I was so focused on the catheter itself, I assumed the skin around it would just close like an ear piercing. On my initial review post-surgery, I was told the wound was still healing but looked fine. But six months on and the site was red, discharging, and if prodded, bled. Most of the time it was covered in a dressing to avoid staining all my underwear.

The issue is ‘granulating’, where my body keeps trying to heal and grow new flesh over the cut. A malfunctioning immune system is the basis of MS, so it shouldn’t have been a surprise. A new steroid cream has finally helped (hence the photo), but I’m being re-referred to a urology clinic to look into it fully.

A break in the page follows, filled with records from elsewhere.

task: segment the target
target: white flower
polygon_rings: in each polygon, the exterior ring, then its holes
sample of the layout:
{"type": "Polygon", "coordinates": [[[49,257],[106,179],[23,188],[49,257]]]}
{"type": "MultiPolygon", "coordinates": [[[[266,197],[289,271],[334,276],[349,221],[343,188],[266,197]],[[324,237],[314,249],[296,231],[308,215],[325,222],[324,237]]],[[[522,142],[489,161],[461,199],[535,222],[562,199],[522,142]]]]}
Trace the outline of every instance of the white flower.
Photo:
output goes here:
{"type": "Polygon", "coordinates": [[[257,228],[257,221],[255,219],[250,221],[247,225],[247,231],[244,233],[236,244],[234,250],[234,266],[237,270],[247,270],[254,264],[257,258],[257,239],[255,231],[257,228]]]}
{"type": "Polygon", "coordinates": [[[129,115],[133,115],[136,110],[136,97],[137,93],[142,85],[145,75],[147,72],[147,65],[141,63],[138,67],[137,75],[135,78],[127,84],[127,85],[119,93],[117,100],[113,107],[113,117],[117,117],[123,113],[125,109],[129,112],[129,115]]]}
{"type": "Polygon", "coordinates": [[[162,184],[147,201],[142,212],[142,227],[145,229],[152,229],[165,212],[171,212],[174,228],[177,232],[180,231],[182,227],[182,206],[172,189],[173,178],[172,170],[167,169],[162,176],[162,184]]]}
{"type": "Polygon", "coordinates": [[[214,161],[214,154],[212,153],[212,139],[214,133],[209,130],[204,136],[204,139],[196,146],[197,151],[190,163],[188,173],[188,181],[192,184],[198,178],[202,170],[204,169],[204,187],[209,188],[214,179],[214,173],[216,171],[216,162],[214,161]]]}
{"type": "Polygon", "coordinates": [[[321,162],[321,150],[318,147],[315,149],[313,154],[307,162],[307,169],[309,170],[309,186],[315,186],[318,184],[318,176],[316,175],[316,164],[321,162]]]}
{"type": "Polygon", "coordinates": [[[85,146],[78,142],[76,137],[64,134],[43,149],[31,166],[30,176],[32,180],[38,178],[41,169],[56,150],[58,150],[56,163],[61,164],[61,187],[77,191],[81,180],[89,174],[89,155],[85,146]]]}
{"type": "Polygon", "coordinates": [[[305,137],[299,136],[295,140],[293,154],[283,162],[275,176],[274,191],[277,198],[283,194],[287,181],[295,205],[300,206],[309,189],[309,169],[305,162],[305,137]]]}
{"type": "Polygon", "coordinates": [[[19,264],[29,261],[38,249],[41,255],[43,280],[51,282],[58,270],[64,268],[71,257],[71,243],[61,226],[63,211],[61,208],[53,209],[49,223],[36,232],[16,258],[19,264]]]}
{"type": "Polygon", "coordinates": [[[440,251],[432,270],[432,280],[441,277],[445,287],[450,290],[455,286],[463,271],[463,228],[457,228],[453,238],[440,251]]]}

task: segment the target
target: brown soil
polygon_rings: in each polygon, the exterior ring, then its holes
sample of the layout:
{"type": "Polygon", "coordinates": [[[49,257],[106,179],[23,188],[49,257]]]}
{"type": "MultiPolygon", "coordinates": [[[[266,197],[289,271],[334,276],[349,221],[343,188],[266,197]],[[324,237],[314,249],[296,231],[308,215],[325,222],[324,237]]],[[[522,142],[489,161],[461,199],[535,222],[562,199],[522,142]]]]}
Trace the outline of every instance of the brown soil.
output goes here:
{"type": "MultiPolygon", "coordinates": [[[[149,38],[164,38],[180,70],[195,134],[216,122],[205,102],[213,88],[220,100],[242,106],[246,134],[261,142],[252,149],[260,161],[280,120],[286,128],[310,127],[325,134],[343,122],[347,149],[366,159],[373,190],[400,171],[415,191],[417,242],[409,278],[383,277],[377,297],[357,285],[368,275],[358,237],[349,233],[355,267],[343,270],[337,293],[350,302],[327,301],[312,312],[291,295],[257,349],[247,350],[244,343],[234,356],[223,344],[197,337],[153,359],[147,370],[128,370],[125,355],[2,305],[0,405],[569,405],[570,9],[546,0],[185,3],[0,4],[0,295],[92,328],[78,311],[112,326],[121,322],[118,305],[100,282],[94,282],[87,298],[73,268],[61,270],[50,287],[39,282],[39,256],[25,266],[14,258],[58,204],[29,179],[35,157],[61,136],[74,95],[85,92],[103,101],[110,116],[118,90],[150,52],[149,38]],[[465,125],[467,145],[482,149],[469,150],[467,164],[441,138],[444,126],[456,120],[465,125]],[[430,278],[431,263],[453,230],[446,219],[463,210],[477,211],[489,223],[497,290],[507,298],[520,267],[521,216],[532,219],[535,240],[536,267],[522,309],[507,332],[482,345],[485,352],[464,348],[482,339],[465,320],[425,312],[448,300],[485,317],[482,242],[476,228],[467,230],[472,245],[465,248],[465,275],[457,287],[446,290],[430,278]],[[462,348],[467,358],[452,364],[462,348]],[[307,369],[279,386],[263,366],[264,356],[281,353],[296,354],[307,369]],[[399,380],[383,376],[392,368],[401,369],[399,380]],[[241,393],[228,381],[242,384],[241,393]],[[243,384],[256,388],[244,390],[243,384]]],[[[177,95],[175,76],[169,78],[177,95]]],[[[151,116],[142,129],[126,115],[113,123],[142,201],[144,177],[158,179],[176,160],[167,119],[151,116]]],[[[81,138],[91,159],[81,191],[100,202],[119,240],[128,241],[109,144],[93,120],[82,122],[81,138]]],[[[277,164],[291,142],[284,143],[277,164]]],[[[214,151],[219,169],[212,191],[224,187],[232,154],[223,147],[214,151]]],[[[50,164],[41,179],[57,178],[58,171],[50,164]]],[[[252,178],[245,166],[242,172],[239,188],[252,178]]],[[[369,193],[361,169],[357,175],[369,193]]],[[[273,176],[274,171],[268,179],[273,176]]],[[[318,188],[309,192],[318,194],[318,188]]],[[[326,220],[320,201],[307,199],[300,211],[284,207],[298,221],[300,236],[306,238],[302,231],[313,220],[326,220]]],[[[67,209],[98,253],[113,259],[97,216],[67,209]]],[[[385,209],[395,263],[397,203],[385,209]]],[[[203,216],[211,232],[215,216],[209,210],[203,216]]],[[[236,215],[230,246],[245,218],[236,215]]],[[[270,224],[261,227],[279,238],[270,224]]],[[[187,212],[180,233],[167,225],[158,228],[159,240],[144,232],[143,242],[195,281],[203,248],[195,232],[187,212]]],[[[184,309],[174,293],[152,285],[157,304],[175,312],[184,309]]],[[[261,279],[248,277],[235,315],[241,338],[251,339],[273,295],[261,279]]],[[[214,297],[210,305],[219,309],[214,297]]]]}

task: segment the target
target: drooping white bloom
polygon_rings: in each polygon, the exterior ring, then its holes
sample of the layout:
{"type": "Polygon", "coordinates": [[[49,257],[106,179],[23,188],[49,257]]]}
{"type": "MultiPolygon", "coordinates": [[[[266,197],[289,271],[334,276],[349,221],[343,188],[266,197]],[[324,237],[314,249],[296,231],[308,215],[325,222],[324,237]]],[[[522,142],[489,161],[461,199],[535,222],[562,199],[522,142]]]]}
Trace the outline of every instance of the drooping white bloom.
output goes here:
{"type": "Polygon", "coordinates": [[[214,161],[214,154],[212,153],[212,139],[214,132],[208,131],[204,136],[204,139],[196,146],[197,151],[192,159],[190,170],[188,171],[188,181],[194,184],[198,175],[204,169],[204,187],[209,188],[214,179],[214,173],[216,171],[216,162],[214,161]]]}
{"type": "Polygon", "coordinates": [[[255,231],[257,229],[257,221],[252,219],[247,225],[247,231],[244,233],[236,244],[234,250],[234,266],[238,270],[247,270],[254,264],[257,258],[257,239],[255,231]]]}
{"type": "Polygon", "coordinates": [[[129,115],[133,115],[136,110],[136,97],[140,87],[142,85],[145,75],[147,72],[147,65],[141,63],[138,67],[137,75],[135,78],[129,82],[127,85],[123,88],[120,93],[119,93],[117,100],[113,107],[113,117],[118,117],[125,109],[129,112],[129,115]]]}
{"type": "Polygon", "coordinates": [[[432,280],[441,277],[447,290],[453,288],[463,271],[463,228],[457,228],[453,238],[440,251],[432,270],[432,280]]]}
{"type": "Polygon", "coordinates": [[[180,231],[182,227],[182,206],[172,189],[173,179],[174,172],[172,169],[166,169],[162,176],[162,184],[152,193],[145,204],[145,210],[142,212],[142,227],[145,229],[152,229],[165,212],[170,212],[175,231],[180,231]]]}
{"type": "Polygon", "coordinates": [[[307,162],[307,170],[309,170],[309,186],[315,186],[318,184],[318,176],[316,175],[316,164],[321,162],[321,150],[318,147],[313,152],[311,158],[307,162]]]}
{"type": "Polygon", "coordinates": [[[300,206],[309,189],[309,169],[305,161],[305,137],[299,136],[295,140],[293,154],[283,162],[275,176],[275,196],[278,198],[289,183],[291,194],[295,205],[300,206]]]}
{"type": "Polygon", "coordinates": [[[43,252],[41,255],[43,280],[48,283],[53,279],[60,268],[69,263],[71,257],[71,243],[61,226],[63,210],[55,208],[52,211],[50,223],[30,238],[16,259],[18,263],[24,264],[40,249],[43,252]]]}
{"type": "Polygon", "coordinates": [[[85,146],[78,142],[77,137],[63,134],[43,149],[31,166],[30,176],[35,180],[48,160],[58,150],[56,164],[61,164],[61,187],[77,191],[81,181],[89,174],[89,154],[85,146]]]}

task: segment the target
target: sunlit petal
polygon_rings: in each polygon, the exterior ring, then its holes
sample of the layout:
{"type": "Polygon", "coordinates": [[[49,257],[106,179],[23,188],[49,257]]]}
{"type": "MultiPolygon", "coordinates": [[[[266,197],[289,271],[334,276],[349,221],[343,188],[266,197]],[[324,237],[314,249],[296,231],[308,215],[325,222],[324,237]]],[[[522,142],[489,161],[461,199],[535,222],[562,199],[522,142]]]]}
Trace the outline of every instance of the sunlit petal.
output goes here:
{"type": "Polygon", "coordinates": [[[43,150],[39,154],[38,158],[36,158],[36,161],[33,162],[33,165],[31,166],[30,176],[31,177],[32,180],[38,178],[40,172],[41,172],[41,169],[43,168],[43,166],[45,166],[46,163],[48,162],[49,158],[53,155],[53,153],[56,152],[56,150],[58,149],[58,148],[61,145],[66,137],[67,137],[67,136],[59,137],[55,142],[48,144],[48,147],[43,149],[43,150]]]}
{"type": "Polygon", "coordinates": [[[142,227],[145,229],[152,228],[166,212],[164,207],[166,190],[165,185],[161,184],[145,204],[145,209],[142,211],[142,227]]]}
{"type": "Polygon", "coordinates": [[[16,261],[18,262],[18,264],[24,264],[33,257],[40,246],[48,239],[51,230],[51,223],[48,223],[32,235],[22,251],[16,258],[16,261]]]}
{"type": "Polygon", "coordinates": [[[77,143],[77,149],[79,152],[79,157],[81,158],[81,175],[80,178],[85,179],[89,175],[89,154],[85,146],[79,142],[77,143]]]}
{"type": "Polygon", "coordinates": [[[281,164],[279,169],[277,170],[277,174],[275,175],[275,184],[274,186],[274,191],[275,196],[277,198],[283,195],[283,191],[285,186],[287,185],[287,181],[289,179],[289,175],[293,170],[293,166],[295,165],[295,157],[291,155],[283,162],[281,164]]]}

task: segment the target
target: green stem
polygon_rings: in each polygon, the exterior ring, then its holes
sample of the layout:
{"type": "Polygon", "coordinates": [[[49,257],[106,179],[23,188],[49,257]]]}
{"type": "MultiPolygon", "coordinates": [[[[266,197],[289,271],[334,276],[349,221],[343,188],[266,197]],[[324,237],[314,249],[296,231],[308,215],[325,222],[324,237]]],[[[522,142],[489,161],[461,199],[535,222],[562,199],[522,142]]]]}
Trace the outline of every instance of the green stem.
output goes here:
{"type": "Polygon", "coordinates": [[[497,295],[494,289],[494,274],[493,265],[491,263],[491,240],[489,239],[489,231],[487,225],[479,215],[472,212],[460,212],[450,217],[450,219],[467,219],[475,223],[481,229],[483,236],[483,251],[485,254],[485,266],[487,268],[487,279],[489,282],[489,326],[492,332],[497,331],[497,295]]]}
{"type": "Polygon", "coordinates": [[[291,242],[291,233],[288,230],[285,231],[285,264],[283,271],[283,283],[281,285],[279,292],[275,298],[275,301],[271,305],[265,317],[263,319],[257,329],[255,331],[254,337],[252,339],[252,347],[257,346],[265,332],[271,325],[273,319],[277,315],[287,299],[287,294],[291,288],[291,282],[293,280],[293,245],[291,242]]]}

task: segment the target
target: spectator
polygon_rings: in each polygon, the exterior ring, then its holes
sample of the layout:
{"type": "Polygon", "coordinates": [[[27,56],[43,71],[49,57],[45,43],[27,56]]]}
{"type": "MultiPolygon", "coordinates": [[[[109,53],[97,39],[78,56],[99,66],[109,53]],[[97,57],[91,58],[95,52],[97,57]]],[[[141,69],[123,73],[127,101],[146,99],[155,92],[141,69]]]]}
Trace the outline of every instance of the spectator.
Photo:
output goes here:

Catheters and the extra burden of managing MS

As anyone with MS knows, chronic conditions take management, and a catheter is a big addition to your health admin.

It took a few months post-surgery to have the prescription process established. Every month you have to call a supplier to order bags and valves, which they request from your GP, who responds with the prescription, which is then delivered to you. If that all works smoothly then great, but let’s be real. One of the things I resent most about having MS is the burden of managing the condition. As if having it isn’t enough, I could fill my life opening letters from the NHS and social services, chasing medical suppliers and coordinating accessible transport.

On top of the catheter prescriptions, the catheter tube itself needs changing every 12 weeks. My first catheter change in hospital was harrowing. The nurse pushed my new catheter too far into my belly, down and out through my urethra. That hurts, and then required a course of my old friend, UTI antibiotic nitrofurantoin. It’s been changed successfully by a district nurse since, but it’s still a fairly unpleasant process, and the discomfort of the new balloon in my urethra lasts around a day.

Close up of a suprapubic catheter

Everyday life with MS and a permanent catheter

You can either connect the catheter to a bag or a flip-flow valve. I choose to have a valve during the day, which I drain into the toilet, and a bag overnight, so my bladder is empty while I sleep. For me it’s to hold on to a sense of normality of ‘needing a wee’, plus the vanity of not wanting a bag attached to me.

The sensation of emptying my bladder through the catheter isn’t as satisfying as going for a pee, and it takes a minute for your nerves to feedback which is strange. I do love the freedom away from being reliant on disabled toilets and a physical helper, and to know that I can drink tea when I’m tired without stressing about how I’m going to get on the toilet after. And it’s a good feeling to empty my bladder and know it’s actually empty.

Your definition of ‘choice’ changes

The main thing has to be that since having the catheter I have had just one, straightforward, UTI. Despite not always monitoring how many litres of water I’ve drunk, not taking prophylactic antibiotics, and having sex.

Once you have a catheter, a urine dip test will always show positive, and so UTI diagnosis is based on symptoms.  For a veteran like me, cloudy urine, headaches, and feeling as strong as a tissue are sufficient signs. Five days of antibiotics and it was better. Ultimately, that was the reason for the catheter, I couldn’t go on living with the constant infections and their terrible effect on my MS. Even when I sit on the toilet and wee, there is always a lot more which drains out of my catheter after, so I know that I would still be having infections without it.

So no, I don’t want a catheter, just like I don’t want a wheelchair, or to have MS at all. But, as we know, your definition of ‘choice’ changes. My bladder had taken over my life before, and I wouldn’t want to return to that.